Man muss sich anfangs wirklich konzentrieren, dass man vor lauter Staunen nicht vergisst, sich noch um die zahllosen Dinge zu kümmern, die den Aufenthalt hier überhaupt möglich machen. Man kann zwar in knapp zwanzig Meter Tiefe atmen, als wäre man an der Oberfläche, aber man ist nicht an der Oberfläche sondern dort, wo kein Mensch für gewöhnlich lebensfähig ist. Alles muss man ständig im Blick haben: Atmung, Auftrieb, Atemluft, den Dive-Buddy, den Tauchlehrer, die Korallen, die Strömung und so weiter. Auch das ist wie beim Segeln: Wirklich gefährlich ist es nicht, solange man alles im Blick hat und keine Fehler macht, bzw. wenn man welche macht, nicht in Panik ausbricht. Aber wenn man das erste unwohlige Gefühl erstmal überwunden hat, dann fällt es leicht, nicht in Panik auszubrechen, denn alles ist unfassbar friedlich hier unten. Alle Meeresbewohner gehen gelassen ihren Geschäften nach, während man zum Blubbern der eigenen Atmung schwerelos als Gast dabei zusehen darf. Niemand lässt sich hier von uns stören. Ich hatte zunächst befürchtet, das vielleicht einige potentiell gefährliche Tierchen es wenig lustig finden, wenn man in ihren Lebensraum eindringt. Aber Scorpion-, Stein-, Löwen- und Rotfeuerfische denken gar nicht daran, streit mit uns anzufangen. Stachelrochen und Muränen liegen friedlich am Boden und warten auf ihre Beute, zu der wir offensichtlich nicht gehören und als wir die ersten – immerhin eineinhalbmeter großen – Riffhaie sichten, suchen diese lieber schnell das Weite, anstatt uns ein Bein abzubeißen. Nur die riesigen Manta-Rochen mit ihrer Spannweite von vier Metern sind neugierig und schauen interessiert unseren ersten Gehversuchen hier unten zu. Obwohl noch bis vor kurzem unter Seeleuten zahlreiche Horrorgeschichten über die anmutigen Tiere kursierten, sind sie völlig harmlose Planktonfresser, die mit Sicherheit noch niemals ein Schiff samt Besatzung in die Tiefe gerissen haben. Direkt neben so einem riesigen Tier im Wasser zu schweben, gehört auf alle Fälle zu den eindrucksvollsten Erfahrungen, die ich bislang auf meiner Reise gemacht habe. Einige der erfahreneren Taucher haben mir jedoch gleich mit auf den Weg gegeben: Gewöhn dich nicht dran, es ist nicht überall so schön.
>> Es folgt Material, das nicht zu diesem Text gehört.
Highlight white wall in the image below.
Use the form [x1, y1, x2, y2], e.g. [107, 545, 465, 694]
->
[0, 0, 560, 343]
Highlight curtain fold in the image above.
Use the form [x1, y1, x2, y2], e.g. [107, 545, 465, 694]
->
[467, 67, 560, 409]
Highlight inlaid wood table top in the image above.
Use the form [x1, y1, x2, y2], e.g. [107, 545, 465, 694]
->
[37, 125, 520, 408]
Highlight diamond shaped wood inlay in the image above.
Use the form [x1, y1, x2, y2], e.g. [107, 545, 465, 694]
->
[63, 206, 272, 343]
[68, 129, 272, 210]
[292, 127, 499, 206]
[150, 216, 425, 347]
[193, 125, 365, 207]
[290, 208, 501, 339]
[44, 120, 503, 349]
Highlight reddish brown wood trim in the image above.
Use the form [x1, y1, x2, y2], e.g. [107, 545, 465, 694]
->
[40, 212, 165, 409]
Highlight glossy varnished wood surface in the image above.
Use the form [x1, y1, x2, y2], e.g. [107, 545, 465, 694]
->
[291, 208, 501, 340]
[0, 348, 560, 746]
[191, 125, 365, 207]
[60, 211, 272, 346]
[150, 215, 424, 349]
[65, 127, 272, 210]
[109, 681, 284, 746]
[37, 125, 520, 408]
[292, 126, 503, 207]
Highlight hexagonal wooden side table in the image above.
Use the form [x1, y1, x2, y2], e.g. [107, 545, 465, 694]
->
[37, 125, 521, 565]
Beinahe möchte man annehmen, dass die Welt hier unten noch in Ordnung sei, aber das ist sie natürlich nicht. Fast alle dieser Tiere sind in irgendeiner Form durch den Menschen bedroht, sei es weil sie köstlich sind oder wichtiger Bestandteil von traditioneller chinesischer Medizin. Noch offensichtlicher ist aber auch hier in Indonesien die Vermüllung der Ozeane. An der Oberfläche ist es haarsträubend aber auch unter der Oberfläche sieht man dann und wann Plastikmüll. Ich bin kein Ökofreak, aber um zu erkennen, dass das alles katastrophale Auswirkungen hat und haben wird, braucht es nur ein bisschen gesunden Menschenverstand. Vom Offensichtlichen mal abgesehen, muss man sich auch klar machen, dass die ganzen Fische, die das Plastik essen, früher oder später auch auf unseren Tellern landen – und sei es, weil ein kleiner Fisch im Bauch eines Thunfischs landet, der dann schon morgen auf einer Berliner Pizza liegt. Ich nehme mir vor, irgendeine Organisation zu unterstützen, die sich den Schutz der Ozeane auf die Flagge geschrieben hat. Man kann nicht aufhören, sich zu fragen, warum zum Teufel das hier niemanden ernsthaft zu interessieren scheint. Mein Bewusstsein für die Müllproblematkik ist durchs Tauchen zwar in diesem Moment besonders geschärft, was jedoch nicht heißen soll, dass es in den übrigen Ländern Südostasiens auch nur ein bisschen besser wäre – im Gegenteil. Vielleicht ist es ja noch nicht zu spät, diese großartigen Lebensräume zu retten.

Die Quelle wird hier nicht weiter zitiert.